A wet spring in 2010 caused the breach in the dike, and high water levels at Navajo Lake through 2011 prevented any work to fix the breach.

The breach allowed water to drain from Navajo Lake at the rate of about one foot per month.

Rick Van Elst said he comes to Navajo Lake to catch splake, a game fish introduced to Navajo Lake to combat the invasive Utah chub.

“I’m tickled pink to see the dike fixed,” Van Elst said. “I would have been heartbroken to miss a season.”

Businesses and residents of Duck Creek are also happy to see the dike fixed. Duck Creek had its main access from Cedar City cut off for a year by a massive landslide that shut state Route 14 down, and an empty Navajo Lake would have been disastrous to the area economy, according to Platt.

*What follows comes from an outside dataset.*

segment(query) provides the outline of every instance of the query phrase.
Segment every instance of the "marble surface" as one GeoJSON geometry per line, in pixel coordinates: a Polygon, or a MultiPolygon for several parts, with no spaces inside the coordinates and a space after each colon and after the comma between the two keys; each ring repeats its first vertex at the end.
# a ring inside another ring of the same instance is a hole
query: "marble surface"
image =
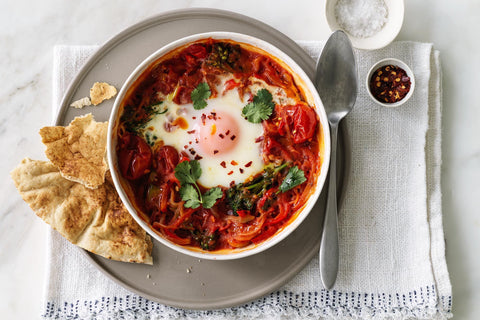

“I went up in the middle of September and nobody was there,” Platt said. “It was like a ghost town.”

Dianne Rudnicki, a member of the Duck Creek Business Owners Association, said Duck Creek businesses rely on the fishermen, boaters and campers who visit Navajo Lake.

“The stores and restaurants and hotels — half of their income is from fishermen and campers,” Rudnicki said. “The general store had to close early this year because there was no one out there.”

DNR studies show the Navajo Lake area attracted more than 8,000 campers in 2011, with 65 percent of those coming from out of state and staying an average of 3.7 days. The use of Navajo Lake exceeds that of Panguitch Lake and Kolob Reservoir.

Phil Schmidt, owner of Schmidt Construction, said the hardest part of the construction process was “de-watering” the area around the breach, a process that required almost a week’s worth of working nonstop.

Schmidt said they started by building a coffer dam around the breach. They then punched 20 foot wells to drain the water away. When that wasn’t working, they dug long trenches to keep the water seeping through the coffer dam at bay.

“We had it partially cleaned out, but water was still seeping in,” Schmidt said. “We started working Thursday at 7 a.m. and didn’t quit until Saturday midnight.”

Schmidt said after the three-day marathon session they couldn’t let up for more than a few hours or the work site would have been covered in water. It was an exhaustive process that ended up paying off.

“That section we built will last forever,” Schmidt said.

The same may not be true for the entire dike, however. After spending time completely submerged, the dike is riddled with small holes that bring the long-term viability of the dike into question.

The temporary fix cost $160,000, raised by U.S. Fish and Wildlife, including $50,000 from Kane County. Iron County offered to provide equipment and labor if needed, but the cost was considerably less than anticipated, according to Platt, who said all Iron County needed to do was chop down a few trees.

“The fact that the dike is fixed is good,” said Rudnicki. “But we need the whole thing replaced.”

Rudnicki has been heading fundraisers for about six weeks with an eye on a permanent replacement — a project that would cost millions. Currently, Rudnicki has raised about $3,000, but hopes to build enough public interest to raise the money fast enough to have a new dike by 2015.

“This isn’t over yet,” Rudnicki said.

But it should provide a at least a few more years of fishing for rainbow trout and splake, something that excites Van Elst.

“For my money, it’s the best fishing in the state,” Van Elst said. “Seeing it drain away was heartbreaking. I’m glad I’ll get to fish there this year.”